As for my parents, they were planning to make their annual drive out to the coast, leaving on the day of the invasion. Maybe if they weren’t in an urban area, or were able to get off the main roads, they could be hiding somewhere too. Jack was an experienced wilderness camper, and though Mom wasn’t a big fan of camping, she knew what to do. But it all depends on what time of day they left. And how far they got. I try not to think about it, because there’s also a chance that they’re dead with everyone else. And everything I wanted to prove to them, everything I wanted to apologize for, everything I promised to fix is gone. Forty-eight hours was all it took. Our world is gone too. We grieve. And survive.
But for what?
I blink away the afterimage of exploding stars as Topher lies down beside me.

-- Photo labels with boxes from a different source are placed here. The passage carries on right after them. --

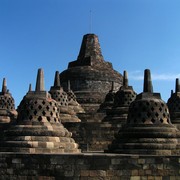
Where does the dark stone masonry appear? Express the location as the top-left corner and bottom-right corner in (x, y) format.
(0, 34), (180, 180)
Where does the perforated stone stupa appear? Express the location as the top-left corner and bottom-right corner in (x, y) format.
(98, 82), (116, 113)
(107, 69), (180, 155)
(103, 71), (136, 124)
(0, 78), (17, 124)
(49, 71), (81, 123)
(0, 69), (80, 153)
(61, 34), (122, 112)
(67, 81), (85, 113)
(167, 78), (180, 128)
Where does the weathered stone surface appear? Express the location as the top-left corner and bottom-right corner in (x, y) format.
(0, 78), (17, 126)
(167, 78), (180, 127)
(108, 70), (180, 155)
(61, 34), (122, 112)
(103, 71), (136, 124)
(0, 69), (80, 153)
(0, 153), (180, 180)
(49, 71), (81, 123)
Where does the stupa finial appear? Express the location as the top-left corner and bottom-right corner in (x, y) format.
(111, 81), (114, 91)
(143, 69), (153, 93)
(29, 83), (32, 92)
(171, 90), (174, 96)
(54, 71), (60, 87)
(68, 80), (71, 92)
(123, 71), (128, 87)
(2, 78), (7, 93)
(175, 78), (180, 93)
(35, 68), (45, 91)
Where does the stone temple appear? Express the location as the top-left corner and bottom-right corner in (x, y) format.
(0, 34), (180, 180)
(61, 34), (122, 112)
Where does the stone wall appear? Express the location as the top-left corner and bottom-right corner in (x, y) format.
(0, 153), (180, 180)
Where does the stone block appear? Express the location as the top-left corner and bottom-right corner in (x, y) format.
(80, 170), (90, 177)
(130, 176), (141, 180)
(89, 170), (106, 177)
(138, 158), (145, 164)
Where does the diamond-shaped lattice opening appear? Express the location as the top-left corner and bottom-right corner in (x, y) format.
(42, 111), (46, 116)
(142, 118), (146, 123)
(38, 105), (42, 110)
(160, 118), (164, 123)
(142, 106), (146, 111)
(26, 110), (29, 115)
(163, 113), (166, 117)
(155, 112), (159, 117)
(47, 116), (51, 121)
(138, 112), (141, 117)
(34, 110), (37, 115)
(38, 116), (42, 121)
(147, 112), (151, 117)
(139, 102), (143, 107)
(151, 107), (154, 111)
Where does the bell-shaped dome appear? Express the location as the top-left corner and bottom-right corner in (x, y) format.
(60, 34), (122, 112)
(49, 71), (81, 123)
(0, 78), (17, 123)
(108, 69), (180, 155)
(103, 71), (136, 124)
(0, 69), (80, 153)
(114, 71), (136, 107)
(167, 78), (180, 124)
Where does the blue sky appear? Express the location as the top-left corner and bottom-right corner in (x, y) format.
(0, 0), (180, 106)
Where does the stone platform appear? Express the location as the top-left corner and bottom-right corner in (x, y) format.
(0, 153), (180, 180)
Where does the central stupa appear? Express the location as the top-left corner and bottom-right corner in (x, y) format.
(60, 34), (122, 112)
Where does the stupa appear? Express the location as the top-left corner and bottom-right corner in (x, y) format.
(0, 78), (17, 125)
(106, 69), (180, 155)
(67, 81), (85, 113)
(61, 34), (122, 113)
(167, 78), (180, 129)
(0, 69), (80, 153)
(103, 71), (136, 124)
(97, 82), (116, 113)
(49, 71), (81, 123)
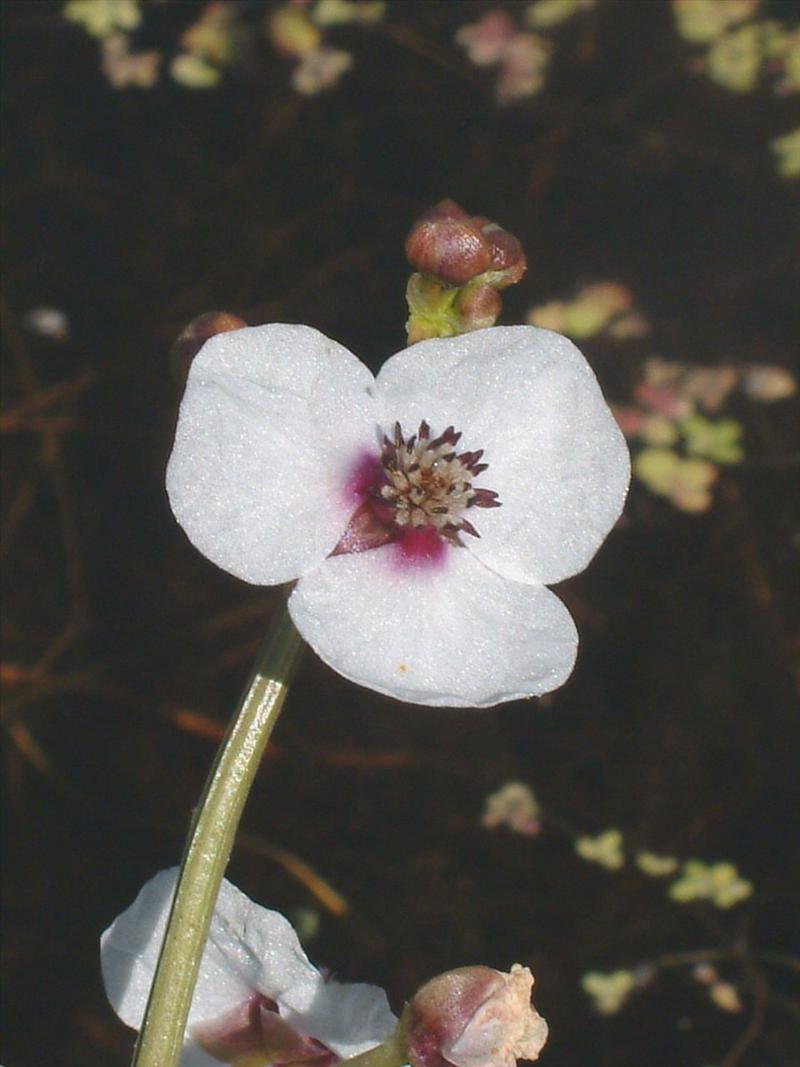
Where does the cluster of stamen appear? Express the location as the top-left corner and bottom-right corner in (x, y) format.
(380, 420), (500, 544)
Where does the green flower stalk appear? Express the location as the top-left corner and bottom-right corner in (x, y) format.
(133, 607), (302, 1067)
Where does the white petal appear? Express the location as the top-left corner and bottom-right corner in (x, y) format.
(100, 867), (322, 1029)
(166, 324), (375, 585)
(289, 545), (578, 707)
(281, 981), (397, 1060)
(375, 327), (630, 584)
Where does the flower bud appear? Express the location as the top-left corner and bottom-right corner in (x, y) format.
(170, 312), (247, 386)
(401, 964), (547, 1067)
(482, 222), (528, 289)
(405, 218), (492, 285)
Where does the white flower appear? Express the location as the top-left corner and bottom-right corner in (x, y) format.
(166, 324), (629, 706)
(101, 869), (397, 1067)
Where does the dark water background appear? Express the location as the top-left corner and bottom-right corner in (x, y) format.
(0, 0), (800, 1067)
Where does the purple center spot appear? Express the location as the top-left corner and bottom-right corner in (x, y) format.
(395, 526), (447, 570)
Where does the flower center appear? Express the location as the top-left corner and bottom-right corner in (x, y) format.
(380, 420), (500, 544)
(333, 420), (500, 561)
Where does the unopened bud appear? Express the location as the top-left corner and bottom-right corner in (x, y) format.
(405, 218), (492, 285)
(482, 222), (528, 289)
(170, 312), (247, 386)
(401, 964), (547, 1067)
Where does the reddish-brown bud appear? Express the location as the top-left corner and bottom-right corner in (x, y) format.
(170, 312), (247, 386)
(401, 964), (547, 1067)
(405, 218), (492, 285)
(482, 222), (528, 288)
(405, 200), (527, 289)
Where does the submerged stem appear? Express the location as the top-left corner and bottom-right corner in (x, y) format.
(132, 607), (302, 1067)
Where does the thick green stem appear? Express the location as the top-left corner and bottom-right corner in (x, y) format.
(133, 607), (302, 1067)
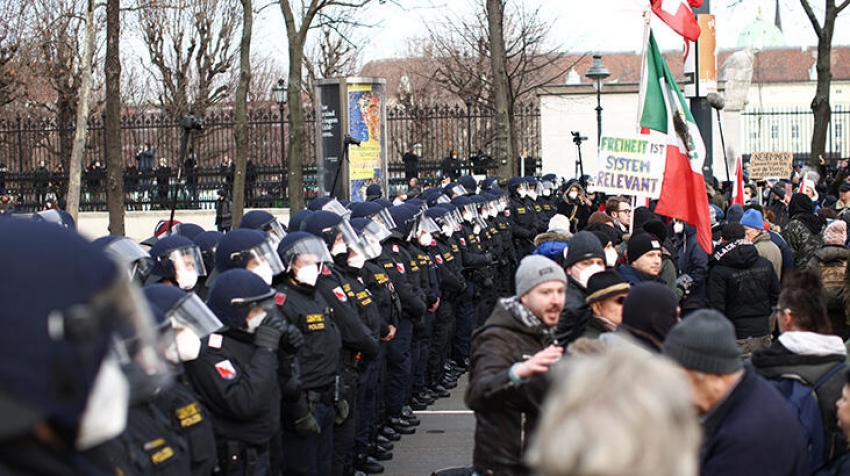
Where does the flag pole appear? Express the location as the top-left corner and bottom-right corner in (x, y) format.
(635, 7), (652, 133)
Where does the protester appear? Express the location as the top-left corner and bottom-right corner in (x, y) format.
(664, 310), (809, 476)
(466, 256), (567, 475)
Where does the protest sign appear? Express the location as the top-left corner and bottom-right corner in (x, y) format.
(749, 152), (794, 180)
(595, 136), (667, 198)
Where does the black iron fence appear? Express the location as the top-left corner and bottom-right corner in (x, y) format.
(741, 104), (850, 162)
(0, 104), (540, 211)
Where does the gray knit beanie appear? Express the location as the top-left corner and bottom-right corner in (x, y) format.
(516, 255), (567, 296)
(664, 309), (743, 375)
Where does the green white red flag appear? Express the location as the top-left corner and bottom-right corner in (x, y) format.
(639, 32), (713, 254)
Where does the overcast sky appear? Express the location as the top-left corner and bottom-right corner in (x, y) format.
(258, 0), (850, 68)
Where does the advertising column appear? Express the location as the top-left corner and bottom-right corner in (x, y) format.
(346, 78), (388, 202)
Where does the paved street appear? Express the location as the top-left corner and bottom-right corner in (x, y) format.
(382, 374), (475, 476)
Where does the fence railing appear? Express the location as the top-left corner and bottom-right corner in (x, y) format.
(0, 104), (540, 210)
(741, 104), (850, 161)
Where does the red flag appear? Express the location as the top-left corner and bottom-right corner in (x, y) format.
(640, 33), (713, 254)
(652, 0), (702, 41)
(731, 156), (744, 207)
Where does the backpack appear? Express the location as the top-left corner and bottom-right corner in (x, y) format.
(820, 259), (847, 309)
(769, 360), (847, 472)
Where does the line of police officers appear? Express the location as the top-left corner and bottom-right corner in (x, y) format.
(0, 172), (557, 475)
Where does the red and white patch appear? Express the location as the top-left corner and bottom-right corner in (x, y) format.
(207, 334), (222, 349)
(215, 360), (236, 380)
(333, 286), (348, 302)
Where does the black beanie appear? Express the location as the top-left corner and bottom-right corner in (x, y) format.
(622, 281), (679, 352)
(628, 232), (661, 264)
(564, 231), (605, 268)
(664, 309), (743, 375)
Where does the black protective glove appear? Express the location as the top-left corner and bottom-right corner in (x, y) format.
(254, 319), (280, 352)
(676, 274), (694, 296)
(334, 398), (351, 425)
(260, 308), (304, 354)
(295, 413), (322, 436)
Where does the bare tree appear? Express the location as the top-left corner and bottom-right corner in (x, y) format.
(278, 0), (371, 211)
(139, 0), (241, 117)
(420, 0), (571, 178)
(800, 0), (850, 167)
(233, 0), (254, 227)
(65, 0), (95, 221)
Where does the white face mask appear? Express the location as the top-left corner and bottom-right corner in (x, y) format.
(419, 231), (434, 246)
(331, 242), (348, 256)
(75, 356), (130, 451)
(578, 264), (605, 288)
(248, 263), (274, 286)
(348, 254), (366, 269)
(245, 311), (268, 334)
(605, 248), (618, 267)
(174, 327), (201, 362)
(295, 264), (319, 286)
(176, 271), (198, 291)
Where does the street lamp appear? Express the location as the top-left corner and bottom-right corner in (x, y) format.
(584, 54), (611, 149)
(272, 78), (286, 206)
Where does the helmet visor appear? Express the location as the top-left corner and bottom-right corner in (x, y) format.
(165, 294), (224, 338)
(279, 236), (333, 271)
(103, 237), (153, 279)
(168, 246), (207, 276)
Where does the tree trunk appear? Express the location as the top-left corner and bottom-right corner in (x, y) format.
(487, 0), (516, 180)
(809, 8), (835, 169)
(280, 0), (306, 213)
(104, 0), (124, 236)
(233, 0), (254, 224)
(66, 0), (95, 221)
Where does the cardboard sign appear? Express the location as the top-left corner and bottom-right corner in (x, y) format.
(750, 152), (794, 180)
(594, 136), (667, 198)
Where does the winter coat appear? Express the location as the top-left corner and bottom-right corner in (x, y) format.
(674, 225), (708, 310)
(465, 297), (553, 475)
(706, 240), (780, 339)
(752, 332), (847, 468)
(806, 245), (850, 331)
(781, 219), (823, 269)
(700, 365), (809, 476)
(555, 276), (593, 347)
(753, 231), (782, 280)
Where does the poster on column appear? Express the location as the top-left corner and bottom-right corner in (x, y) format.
(596, 136), (667, 198)
(348, 80), (386, 202)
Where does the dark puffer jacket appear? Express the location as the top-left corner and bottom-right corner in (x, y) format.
(700, 364), (809, 476)
(466, 298), (553, 475)
(752, 341), (846, 468)
(706, 240), (780, 339)
(555, 275), (593, 348)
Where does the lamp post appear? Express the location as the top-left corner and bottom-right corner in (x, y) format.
(272, 78), (286, 207)
(584, 54), (611, 149)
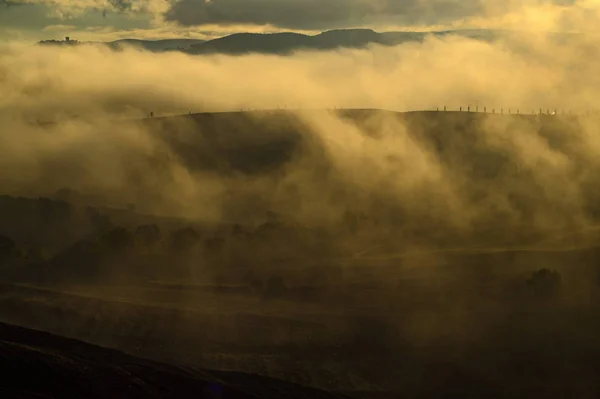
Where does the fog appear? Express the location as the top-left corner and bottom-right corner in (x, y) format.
(0, 12), (600, 396)
(0, 27), (599, 234)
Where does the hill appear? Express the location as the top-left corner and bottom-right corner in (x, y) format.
(39, 29), (508, 54)
(106, 39), (204, 52)
(0, 323), (346, 399)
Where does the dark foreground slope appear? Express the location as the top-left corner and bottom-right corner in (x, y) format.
(0, 324), (346, 399)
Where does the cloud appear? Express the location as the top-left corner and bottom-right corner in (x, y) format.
(165, 0), (597, 29)
(3, 0), (171, 18)
(43, 25), (77, 32)
(0, 22), (600, 234)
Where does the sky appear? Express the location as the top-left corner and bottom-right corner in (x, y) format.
(0, 0), (598, 41)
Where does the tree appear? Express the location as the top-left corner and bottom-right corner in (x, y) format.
(264, 276), (287, 298)
(135, 224), (161, 246)
(527, 268), (562, 299)
(100, 227), (133, 252)
(171, 227), (200, 251)
(0, 235), (18, 262)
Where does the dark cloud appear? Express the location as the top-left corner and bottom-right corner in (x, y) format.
(165, 0), (484, 29)
(165, 0), (575, 29)
(165, 0), (371, 29)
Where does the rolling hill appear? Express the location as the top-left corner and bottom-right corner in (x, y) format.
(0, 323), (346, 399)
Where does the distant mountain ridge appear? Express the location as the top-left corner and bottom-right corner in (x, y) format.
(184, 29), (499, 54)
(39, 29), (570, 55)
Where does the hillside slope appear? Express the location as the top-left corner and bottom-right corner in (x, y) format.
(0, 323), (346, 399)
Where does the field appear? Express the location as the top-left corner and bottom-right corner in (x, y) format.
(0, 110), (600, 398)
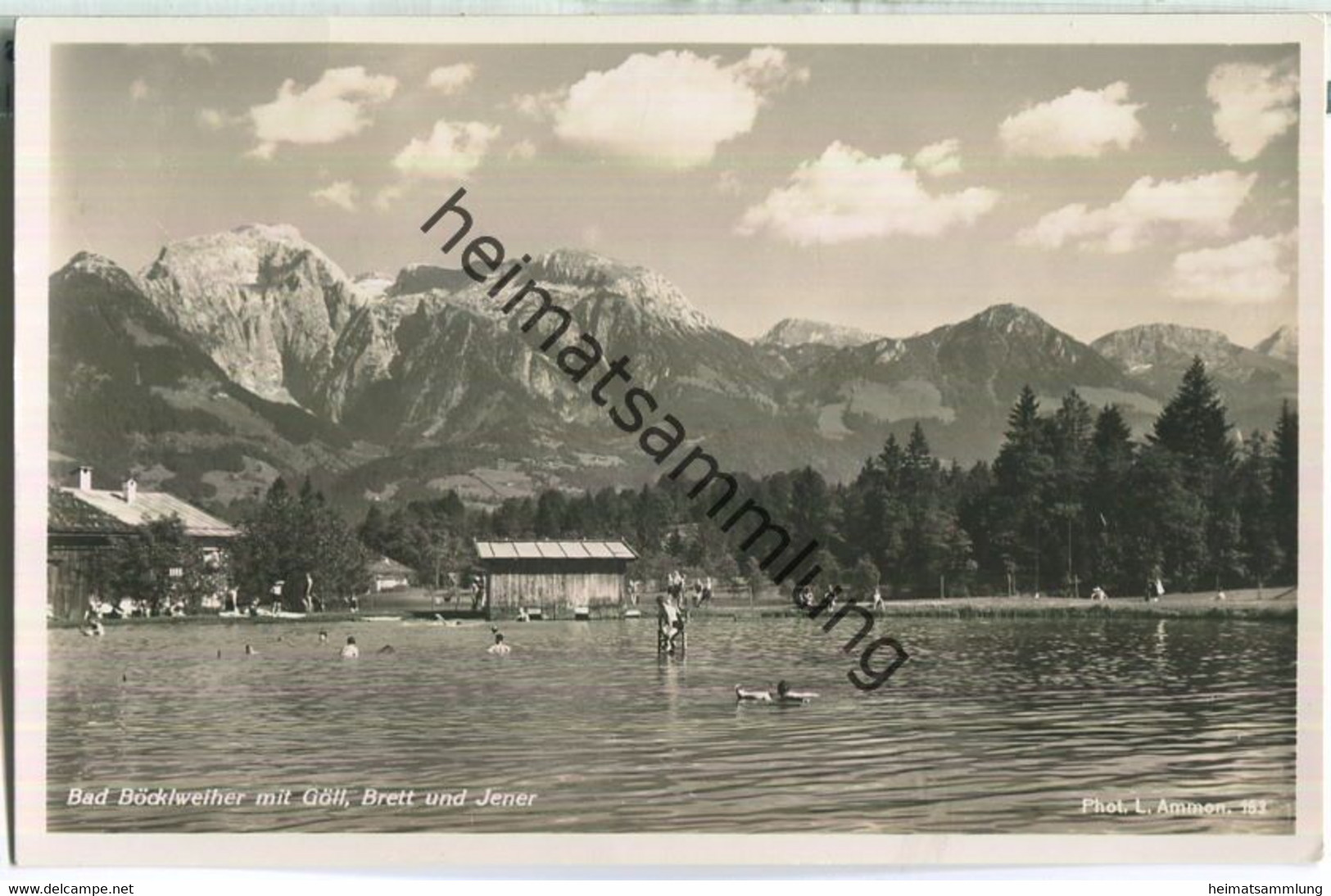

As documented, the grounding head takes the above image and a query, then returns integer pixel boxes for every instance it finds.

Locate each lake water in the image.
[48,618,1295,834]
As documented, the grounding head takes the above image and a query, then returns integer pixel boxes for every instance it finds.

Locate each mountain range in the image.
[49,225,1297,511]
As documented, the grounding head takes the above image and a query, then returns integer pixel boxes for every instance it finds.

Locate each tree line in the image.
[358,358,1297,596]
[106,360,1299,604]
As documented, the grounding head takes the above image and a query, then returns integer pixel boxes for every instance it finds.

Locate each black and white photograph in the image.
[16,16,1324,862]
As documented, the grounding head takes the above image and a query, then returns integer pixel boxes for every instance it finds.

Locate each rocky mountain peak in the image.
[1252,325,1299,364]
[526,249,715,330]
[1092,324,1238,370]
[754,317,882,349]
[53,251,137,289]
[140,224,364,410]
[958,302,1053,333]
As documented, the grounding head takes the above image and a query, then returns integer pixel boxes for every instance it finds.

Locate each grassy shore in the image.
[49,587,1299,628]
[735,587,1299,622]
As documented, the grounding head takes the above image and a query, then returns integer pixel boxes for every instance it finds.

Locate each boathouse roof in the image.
[477,539,637,560]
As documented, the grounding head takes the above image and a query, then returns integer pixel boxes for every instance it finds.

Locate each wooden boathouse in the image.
[477,541,637,617]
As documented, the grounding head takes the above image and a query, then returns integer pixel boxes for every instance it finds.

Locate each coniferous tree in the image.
[1084,405,1141,594]
[1271,402,1299,581]
[106,517,216,613]
[994,386,1054,591]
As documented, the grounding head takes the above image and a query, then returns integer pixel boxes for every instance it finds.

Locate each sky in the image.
[52,44,1299,345]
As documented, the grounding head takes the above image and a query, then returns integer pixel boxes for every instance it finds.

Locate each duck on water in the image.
[735,679,817,706]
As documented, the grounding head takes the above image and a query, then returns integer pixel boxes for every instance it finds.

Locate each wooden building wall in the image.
[483,559,628,607]
[47,539,111,619]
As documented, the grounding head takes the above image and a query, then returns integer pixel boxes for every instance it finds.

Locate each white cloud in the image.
[1206,62,1299,162]
[998,81,1142,158]
[392,119,499,179]
[911,140,961,177]
[1017,170,1256,251]
[424,62,477,96]
[509,89,568,121]
[546,47,808,170]
[716,169,744,196]
[509,140,536,161]
[1167,232,1297,305]
[310,181,360,211]
[736,143,998,245]
[249,66,398,158]
[179,44,217,66]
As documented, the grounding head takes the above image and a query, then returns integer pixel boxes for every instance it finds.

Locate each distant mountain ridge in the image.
[754,317,882,349]
[1092,324,1297,428]
[51,225,1295,509]
[1252,325,1299,364]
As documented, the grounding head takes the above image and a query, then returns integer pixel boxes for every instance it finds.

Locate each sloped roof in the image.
[47,489,134,535]
[370,556,415,575]
[61,489,240,538]
[477,541,637,560]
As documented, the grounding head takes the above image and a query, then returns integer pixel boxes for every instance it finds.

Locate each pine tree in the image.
[1084,405,1141,594]
[1270,402,1299,583]
[994,386,1054,591]
[1150,357,1234,474]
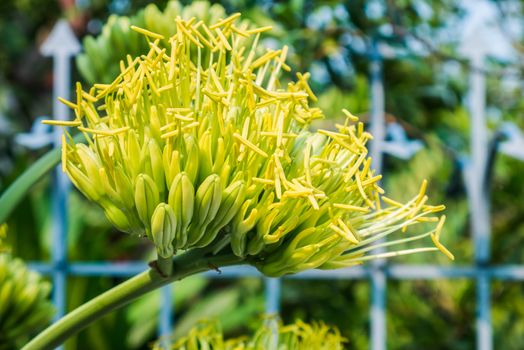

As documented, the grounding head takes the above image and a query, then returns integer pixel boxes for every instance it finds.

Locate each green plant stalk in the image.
[0,134,85,224]
[22,249,245,350]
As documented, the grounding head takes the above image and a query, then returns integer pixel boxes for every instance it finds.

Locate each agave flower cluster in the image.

“We have to get out of here,” I say.
“I know.”
“The food is almost finished, and anyway there won’t be enough daylight to properly run the solar for much longer. And we have hardly any fuel. We should have rationed better.”
“I guess we thought we’d be rescued. Or something. We were supposed to shelter in place, remember?”
More irony. Of all the government advice and instructions I have ignored in my life, that “shelter in place” is the one I ended up following. I’m pretty sure it was the wrong choice.
“The fuel will run out before the snow comes,” I say. “Then we’re completely fucked.”
 
; “Hunting is obviously dangerous,” Xander offers. I look up to see that everyone is facing us, listening.
“Where can we go?” Lochie says. “I don’t know much about this area, but I think Xander and I can keep us alive in the wild for a little while. As long as we keep clear of the baddies.”
“We’re about a day’s hike from the nearest town,” Topher says. “But Tuck was heading that way.”
“It might be safer to go in the other direction,” Xander suggests. “Toward Calgary, stay off the highway though, go along the river. There’s a kind of tourist resort at Whatsitcalled, in the foothills. Right? Maybe people are hiding out there. That’s what I would have done, if I’d been in town. Headed to high ground.”
“How long?” Emily says.
“Two days maybe. There’s a lot of uphill. It depends what we take with us.”
“Don’t you guys think we should go away from Calgary?” I ask. “Head west, toward the coast?”
Topher gives me a meaningful look. He knows what I’m getting at. We’ve talked about my parents and where they might be a hundred times. “We’d never make it across the mountains. Not now.”
“And we don’t have the supplies for such a long hike,” Xander says.
“Hike?” Emily snorts. “Isn’t it like six hundred miles?”
“It’s smarter to see what’s happening nearby,” Lochie says. “We might find supplies, food. We could always come back here.”
“Or head west,” I say stubbornly. The four of them stare at me, and I start to feel like we’re going to have a vote, and I’m going to end up looking like a dickhead. “Fine. You’re right. We should look for other survivors around here first. So we should take food and weapons. Maybe warm clothes. We’ll need them soon.” We could have blankets of snow by late September, if we live that long.
“Right. Lots of weapons. Everything we have.” Topher curls his fingers around Tuck’s crossbow.